Charles Stross, The Atrocity Archives (2004) and The Jennifer Morgue (2006), enjoyable romps which fuse a partly rationalized Cthulhu Mythos with spy-story pastiche – the first purportedly in the manner of Len Deighton and the second very blatantly a James Bond caper (cat-stroking billionaire megalomaniac sails the Caribbean in his own ship and plans to rule the world by salvaging Something Awful from the depths of the Bermuda Triangle ...). The premise is that the Many-Angled Ones live at the bottom of the Mandelbrot Set and in parallel worlds accessible to mathematical invocation.
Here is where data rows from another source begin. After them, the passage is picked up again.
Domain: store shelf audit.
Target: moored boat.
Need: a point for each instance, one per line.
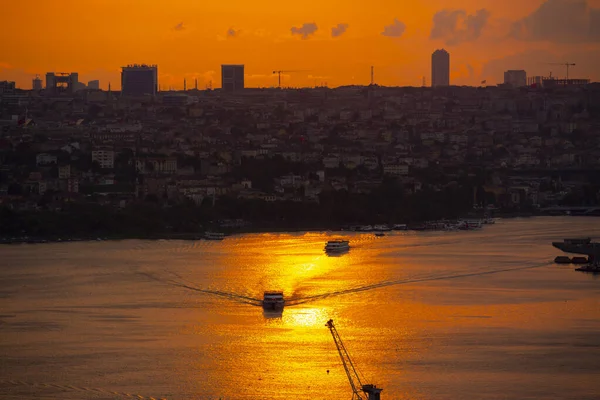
(214, 236)
(273, 300)
(337, 246)
(562, 260)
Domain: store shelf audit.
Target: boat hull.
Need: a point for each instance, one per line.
(273, 305)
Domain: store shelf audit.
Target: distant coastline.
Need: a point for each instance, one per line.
(194, 236)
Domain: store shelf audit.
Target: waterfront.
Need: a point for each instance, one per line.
(103, 315)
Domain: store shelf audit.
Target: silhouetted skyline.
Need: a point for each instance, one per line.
(336, 43)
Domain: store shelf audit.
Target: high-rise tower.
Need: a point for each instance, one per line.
(139, 80)
(232, 77)
(440, 68)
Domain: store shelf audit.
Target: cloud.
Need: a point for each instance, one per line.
(307, 29)
(456, 26)
(539, 62)
(562, 21)
(233, 33)
(396, 29)
(339, 30)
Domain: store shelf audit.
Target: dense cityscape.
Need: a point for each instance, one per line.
(76, 159)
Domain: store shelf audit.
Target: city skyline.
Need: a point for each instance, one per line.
(331, 44)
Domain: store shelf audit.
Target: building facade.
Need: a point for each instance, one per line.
(515, 78)
(105, 158)
(232, 77)
(440, 68)
(61, 82)
(36, 83)
(139, 80)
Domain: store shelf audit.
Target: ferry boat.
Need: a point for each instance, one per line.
(381, 228)
(337, 246)
(583, 246)
(273, 301)
(214, 236)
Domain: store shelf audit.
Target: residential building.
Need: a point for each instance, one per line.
(105, 158)
(45, 159)
(61, 82)
(515, 78)
(94, 85)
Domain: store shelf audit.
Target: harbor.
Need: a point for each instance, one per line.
(423, 314)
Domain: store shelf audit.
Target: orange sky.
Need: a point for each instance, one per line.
(188, 38)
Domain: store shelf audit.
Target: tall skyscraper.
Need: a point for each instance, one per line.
(139, 80)
(515, 78)
(232, 77)
(36, 84)
(440, 68)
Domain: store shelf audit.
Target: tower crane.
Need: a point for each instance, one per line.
(279, 75)
(566, 65)
(372, 392)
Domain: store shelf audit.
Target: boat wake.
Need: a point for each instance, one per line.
(181, 282)
(428, 278)
(295, 301)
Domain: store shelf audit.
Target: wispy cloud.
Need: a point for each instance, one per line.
(339, 30)
(307, 29)
(563, 21)
(456, 26)
(395, 29)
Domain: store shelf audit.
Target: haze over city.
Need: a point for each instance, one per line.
(329, 43)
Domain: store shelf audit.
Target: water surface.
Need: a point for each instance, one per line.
(424, 315)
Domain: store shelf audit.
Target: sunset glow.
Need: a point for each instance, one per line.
(330, 42)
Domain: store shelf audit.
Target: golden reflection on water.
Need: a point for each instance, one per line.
(517, 334)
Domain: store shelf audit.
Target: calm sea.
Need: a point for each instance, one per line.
(423, 315)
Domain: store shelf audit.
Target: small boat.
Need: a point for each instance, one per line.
(337, 246)
(381, 228)
(273, 301)
(214, 236)
(580, 260)
(562, 260)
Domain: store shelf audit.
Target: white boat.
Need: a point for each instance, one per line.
(472, 223)
(214, 236)
(337, 246)
(381, 228)
(273, 301)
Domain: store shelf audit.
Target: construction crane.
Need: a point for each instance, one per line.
(372, 392)
(568, 65)
(283, 72)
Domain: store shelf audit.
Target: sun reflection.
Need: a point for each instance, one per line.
(304, 317)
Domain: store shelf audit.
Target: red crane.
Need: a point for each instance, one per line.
(566, 65)
(283, 72)
(372, 392)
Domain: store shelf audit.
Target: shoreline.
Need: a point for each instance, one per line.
(195, 236)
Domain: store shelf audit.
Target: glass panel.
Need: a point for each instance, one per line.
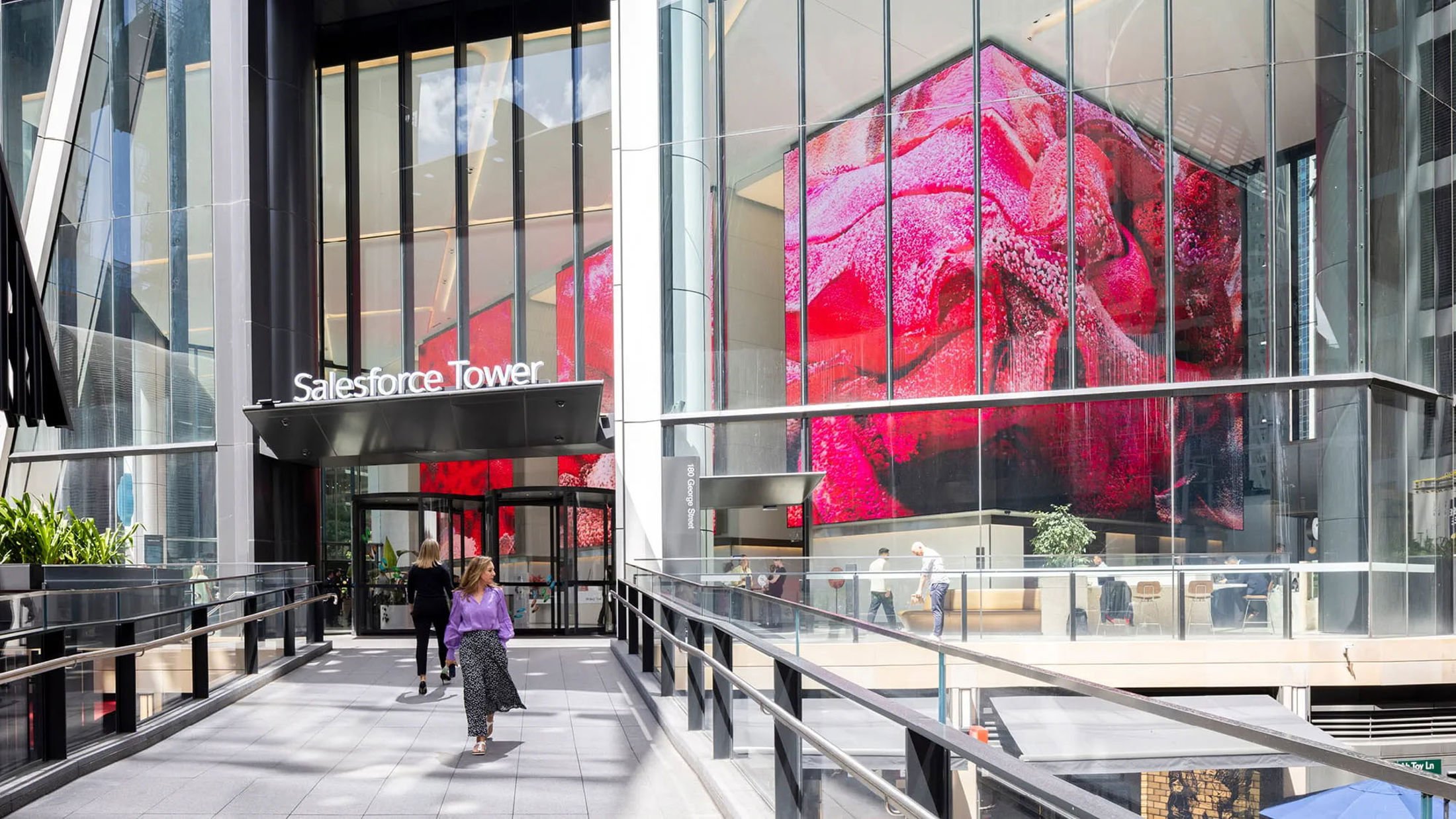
(28, 41)
(760, 66)
(1314, 28)
(379, 153)
(1120, 228)
(332, 150)
(762, 274)
(1116, 42)
(490, 137)
(1219, 211)
(435, 284)
(381, 286)
(545, 98)
(433, 128)
(1240, 42)
(1394, 226)
(925, 34)
(846, 252)
(549, 249)
(843, 59)
(336, 298)
(594, 114)
(1315, 325)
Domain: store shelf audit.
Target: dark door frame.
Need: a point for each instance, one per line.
(565, 505)
(418, 502)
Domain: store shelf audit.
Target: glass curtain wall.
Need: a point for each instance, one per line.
(467, 213)
(128, 287)
(916, 200)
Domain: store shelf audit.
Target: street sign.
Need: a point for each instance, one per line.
(1424, 765)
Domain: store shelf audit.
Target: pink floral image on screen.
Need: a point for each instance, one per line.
(1109, 458)
(490, 331)
(587, 470)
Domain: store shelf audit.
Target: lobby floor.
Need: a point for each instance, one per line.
(347, 735)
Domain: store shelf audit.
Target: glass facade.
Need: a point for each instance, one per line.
(987, 204)
(467, 213)
(128, 288)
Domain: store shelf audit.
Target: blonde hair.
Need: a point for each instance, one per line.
(474, 580)
(428, 556)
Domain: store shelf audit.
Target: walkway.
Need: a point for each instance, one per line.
(347, 735)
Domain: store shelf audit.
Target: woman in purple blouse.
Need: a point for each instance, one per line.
(475, 638)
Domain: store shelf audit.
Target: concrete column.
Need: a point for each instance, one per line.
(638, 281)
(234, 81)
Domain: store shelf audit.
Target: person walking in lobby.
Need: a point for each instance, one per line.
(477, 636)
(880, 595)
(933, 574)
(427, 591)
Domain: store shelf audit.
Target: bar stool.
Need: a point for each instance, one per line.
(1264, 609)
(1200, 604)
(1146, 595)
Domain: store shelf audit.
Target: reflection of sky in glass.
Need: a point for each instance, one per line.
(434, 120)
(596, 79)
(543, 83)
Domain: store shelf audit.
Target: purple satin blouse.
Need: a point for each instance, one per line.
(469, 616)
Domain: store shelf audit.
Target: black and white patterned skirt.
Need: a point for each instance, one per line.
(488, 687)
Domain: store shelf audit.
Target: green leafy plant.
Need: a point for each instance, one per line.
(1062, 537)
(34, 530)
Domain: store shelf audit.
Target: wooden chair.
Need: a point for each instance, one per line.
(1200, 604)
(1148, 594)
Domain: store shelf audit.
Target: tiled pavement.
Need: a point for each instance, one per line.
(347, 735)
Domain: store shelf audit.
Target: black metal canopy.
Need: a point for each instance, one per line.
(747, 491)
(457, 425)
(34, 389)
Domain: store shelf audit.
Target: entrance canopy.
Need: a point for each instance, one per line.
(1082, 735)
(455, 425)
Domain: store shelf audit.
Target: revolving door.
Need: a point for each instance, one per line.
(388, 531)
(554, 553)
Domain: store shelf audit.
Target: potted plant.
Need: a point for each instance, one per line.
(34, 533)
(1062, 540)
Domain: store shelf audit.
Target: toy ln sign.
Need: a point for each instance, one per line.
(375, 383)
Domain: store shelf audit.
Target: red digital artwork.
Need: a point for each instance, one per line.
(587, 470)
(491, 332)
(1109, 458)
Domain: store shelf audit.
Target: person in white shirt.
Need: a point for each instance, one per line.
(933, 574)
(880, 597)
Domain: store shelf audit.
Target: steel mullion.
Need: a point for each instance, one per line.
(578, 315)
(406, 206)
(804, 222)
(351, 210)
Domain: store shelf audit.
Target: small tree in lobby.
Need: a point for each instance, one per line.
(1062, 537)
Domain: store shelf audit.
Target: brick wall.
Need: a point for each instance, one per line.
(1202, 795)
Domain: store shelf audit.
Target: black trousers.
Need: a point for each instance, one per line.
(430, 611)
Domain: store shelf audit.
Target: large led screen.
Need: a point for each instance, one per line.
(1110, 458)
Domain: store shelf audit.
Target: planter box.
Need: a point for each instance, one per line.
(21, 576)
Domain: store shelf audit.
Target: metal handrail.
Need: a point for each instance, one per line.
(1311, 751)
(143, 648)
(168, 585)
(15, 634)
(841, 758)
(1054, 792)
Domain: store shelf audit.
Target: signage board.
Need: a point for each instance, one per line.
(1424, 765)
(462, 376)
(152, 549)
(680, 513)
Ever since Alan Turing's unfortunate discovery of the Turing/Lovecraft theorem, a secret and very tatty UK government department known as the Laundry has struggled to keep the lid on and prevent computer geeks from stumbling upon algorithms which might, for example, lead to Birmingham being devastated by the entity known as Nyarlathotep. Our hero was recruited by the Laundry after inadvertently coming close to doing precisely this. Of course everything is mightily classified. The Lovecraftian Deep Ones, with whom we coexist under the terms of the (secret) Benthic Treaty, are codenamed BLUE HADES, and similar sinister capitalizations are endemic. Thus that Bond spoof is eventually filed as CASE BROCCOLI GOLDENEYE. Good fun – intelligent silliness. Of course I was charmed by the special treat planted for me in "The Concrete Jungle" (bonus story in The Atrocity Archives), with its brief reference to disastrous research at "Cambridge IV" – a second or third Charlie Stross homage to my BLIT series. Thanks, guv.
Yes, of course I read heaps of other books – some reviewed for SFX, a couple written up as "Curiosities" for F&SF, and all too many that I felt no urge to annotate. Sorry. It's been a draining year; I hope to be a bit more dynamic in 2008.